Kurutmalık sebze ve meyveleri mevsiminde alarak hazırlığını yaptığını belirten Çalışkan, “Kuruları zamanında alıyorum yerlileri çıktığı zaman alıp kabak, patlıcan, fasulye, biber hepsini doğrayıp kış için kurutuyoruz. Kekiği naneyi kendimiz dağlardan çıkıp topluyoruz. Ada çayını, ot çeşitleri civanperçemi vs. kendimiz topluyoruz. Emek veriyoruz. Hazır olarak baharatlar var, bamya var. Yumurtalı eriştelilerimiz var kendimiz kesiyoruz. Ermenek’e özgü helvamız var pekmez helvası şeker içermiyor. Genellikle çoğu şey kendimize ait biberleri ben kendim ipe dizer kuruturum. Elma kuruları yapıyoruz. Cevizli sucuk yapıyoruz. Ermenek’te bandırma derler. Cevizli sucuğu da aynı şekilde ipe diziyoruz pekmezi muhallebi gibi pişirip un nişasta koyup ona batırıyoruz. Cennet hurmasını kendimiz kurutuyoruz” dedi.
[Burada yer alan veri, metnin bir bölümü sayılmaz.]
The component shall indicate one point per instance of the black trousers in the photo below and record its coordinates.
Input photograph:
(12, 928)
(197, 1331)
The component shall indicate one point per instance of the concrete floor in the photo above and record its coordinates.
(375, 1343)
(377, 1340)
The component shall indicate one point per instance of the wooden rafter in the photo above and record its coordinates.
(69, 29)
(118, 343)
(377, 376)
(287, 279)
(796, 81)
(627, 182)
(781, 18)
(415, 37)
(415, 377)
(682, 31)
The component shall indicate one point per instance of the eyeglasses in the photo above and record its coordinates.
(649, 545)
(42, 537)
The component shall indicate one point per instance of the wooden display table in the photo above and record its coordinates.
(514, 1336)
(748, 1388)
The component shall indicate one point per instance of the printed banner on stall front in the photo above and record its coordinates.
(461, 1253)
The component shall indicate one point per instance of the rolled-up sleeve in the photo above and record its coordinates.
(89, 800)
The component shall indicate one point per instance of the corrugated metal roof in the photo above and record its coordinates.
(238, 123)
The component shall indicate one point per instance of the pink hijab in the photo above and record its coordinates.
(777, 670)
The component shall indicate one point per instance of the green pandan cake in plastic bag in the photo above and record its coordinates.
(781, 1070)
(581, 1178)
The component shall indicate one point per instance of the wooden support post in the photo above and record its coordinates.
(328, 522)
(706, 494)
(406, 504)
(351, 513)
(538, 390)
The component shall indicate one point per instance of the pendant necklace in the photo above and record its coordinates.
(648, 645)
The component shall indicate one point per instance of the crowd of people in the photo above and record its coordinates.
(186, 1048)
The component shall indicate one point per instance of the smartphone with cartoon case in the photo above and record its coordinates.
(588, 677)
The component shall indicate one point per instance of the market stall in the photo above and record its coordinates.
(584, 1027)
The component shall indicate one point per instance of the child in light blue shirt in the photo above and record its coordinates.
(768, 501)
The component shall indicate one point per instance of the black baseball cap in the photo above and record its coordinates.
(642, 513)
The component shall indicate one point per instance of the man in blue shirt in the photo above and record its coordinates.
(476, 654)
KATKI MADDESİZ DOĞAL ÜRÜNLER HAZIRLIYORUM

Doğal sirke yapımının bir yıl sürdüğünü ifade eden Çalışkan, “Sirkeleri de ben kendim hazırlıyorum şu an elimde sadece erik var ama elma, alıç, üzüm hepsini yapıyorum. Eriği topluyoruz yıkayıp bidonlara kurup karanlık bir yerde bekletiyoruz. Hemen hemen bir sene aşaması var şu an öbür sirkelerim bitti süzmeyi bekliyorum. Kendiliğinden ekşiyor, mayalanıyor, ana bağlıyor sonra süzüyoruz. Bunları yaparken yardım aldığım kadınlar var. Yalnız olacak bir şey değil. Komşularım, annemle kardeşlerim hep yardım eder ama yine de çalıştığımız bayanlar var. Sosları kendim yapıyorum içeriğinde de kırmızı biber, acı biber, domates ve sarımsağı çekip kaynatıyoruz. Evde nasıl yiyorsak o şekilde yapıyoruz. Ürünlerin hepsi doğal katkı maddesiz olunca bozulmasınlar diye ilgileniyorum. Zamanında da satıldığı için sorun olmuyor. Sıcak suyla yaptığım için vakumlanıyor. Üretim belgem var” şeklinde konuştu.

Yaparken en zorlandığı ürünün reçel olduğunu söyleyen Çalışkan, “Reçelin kıvamını tutturmak çok zor kıvamı tutturamazsan yeniden kaynatman gerekiyor o zamanda siyahlaşma oluyor. İlk seferde tutturmak lazım” ifadelerini kullandı.